Derry man meets Michael J Fox

Kieran Whoriskey, pictured with Michael J Fox in New York.
Kieran Whoriskey, pictured with Michael J Fox in New York.

For many people actor Michael J Fox is synonymous with feel good movies - most notably playing the legendary Marty McFly in the Back to the Future series.

But for Derry man Kieran Whoriskey, the 53 year old actor represents so much more.

For when 13 years ago, when Kieran was diagnosed with Parkinson’s Disease - a condition more frequently associated with older people - it was Michael J Fox who provided him with a strong role model to show that life could indeed go on, and be well lived.

Kieran was just 26 when he received the devastating diagnosis that he had Parkinson’s - after experiencing symptoms for the previous four years.

“It started with me with my foot shaking. I turned to the internet to look up my symptoms and from early on I pretty much knew I had Parkinson’s - although it was four years before I was given an official diagnosis.”

Kieran was determined not to lie down under the diagnosis - although he did try to keep his condition under wraps for a while. “It wasn’t a good place to be in,” he said. “But it was what it was, and I just had to get on with it.

“It was just something I had to deal with it - so I dealt with it the best I could. I didn’t go off the rails or anything, but it was a tough time.

Life would never be the same for Kieran. He soon learned that things he had previously taken for granted became quite difficult. As the condition progresse he developed dystonia (uncontrolled muscle spasms) and his speech would slur so he found himself on occasion being turned away from bars - with bouncers assuming he was drunk.

He is now unable to work - having to take medication every four hours to try and control his condition and keep himself as pain free as possible.

“The medication only works four hours at a time,” he said. “Without my medication, I can’t function. I can’t walk. I can’t talk. My muscles will stiffen up, my toes will clamp down. Then I just have to wait for the medication to kick in again - and believe me you know when it does! Sometimes it takes up to an hour and a half to work - and the pain can be excruciating.”

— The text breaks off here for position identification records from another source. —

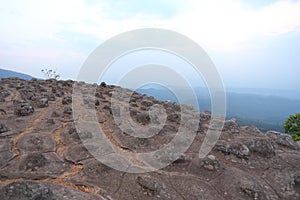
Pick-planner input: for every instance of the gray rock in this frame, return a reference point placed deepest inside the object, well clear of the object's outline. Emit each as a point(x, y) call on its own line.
point(23, 108)
point(43, 102)
point(282, 139)
point(3, 128)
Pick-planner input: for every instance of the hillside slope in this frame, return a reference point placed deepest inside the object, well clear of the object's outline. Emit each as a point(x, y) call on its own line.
point(42, 156)
point(4, 73)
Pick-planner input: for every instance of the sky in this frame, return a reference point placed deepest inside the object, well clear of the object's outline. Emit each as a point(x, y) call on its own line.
point(253, 44)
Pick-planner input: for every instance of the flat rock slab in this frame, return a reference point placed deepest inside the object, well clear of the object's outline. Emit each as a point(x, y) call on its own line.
point(37, 142)
point(26, 190)
point(35, 166)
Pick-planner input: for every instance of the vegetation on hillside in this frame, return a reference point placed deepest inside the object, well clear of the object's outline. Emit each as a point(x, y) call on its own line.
point(292, 126)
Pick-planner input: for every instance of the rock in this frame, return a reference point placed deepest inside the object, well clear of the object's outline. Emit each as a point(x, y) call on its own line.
point(25, 191)
point(261, 146)
point(67, 100)
point(297, 180)
point(68, 110)
point(50, 96)
point(252, 190)
point(174, 117)
point(55, 114)
point(146, 103)
point(143, 118)
point(3, 128)
point(232, 126)
point(282, 139)
point(43, 102)
point(23, 108)
point(33, 162)
point(103, 84)
point(210, 163)
point(148, 183)
point(238, 149)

Parkinson’s is not the same for any two people - and Kieran said at times it can feel isolating. Having such a high profile role model as Michael J Fox - who has been very open about his condition and uses humour as a coping mechanism - has been a huge help to Kieran. “I like to have a bit of craic - use humour too.” Kieran said. “What else is there for it?”

A supporter of the Michael J. Fox Foundation for Parkinson’s Research, Kieran and 175 of his closest family and friends took part in a charity climb of Mount Errigal in February of last year.

“Of course we did it in the sleet and snow,” Kieran laughed - but he was rewarded for his fund-raising efforts with an invite to the MJF charity gala dinner in New York.

“We were told Michael J Fox wouldn’t do a meet and greet. There were 400 people invited to the dinner, and that just wouldn’t be possible. but I was delighted just to be there.”

However during dinner Kieran got talking to one of the women he was seated with, who told him that if he had come all the way from Ireland - he was absolutely going to get introduced to his hero.

“It was amazing. He is such a nice man - a real gentleman and it was an honour to meet him.”

The experience helped Kieran feel less isolated by his condition - something he said you just can’t put a price on.

For the rest of his five day stay in New York he was introduced to many people from the MJF foundation and online friends who have Parkinson’s.

“It was an unforgettable and brilliant experience. To be made to feel such a big part of something - and to feel less isolated.”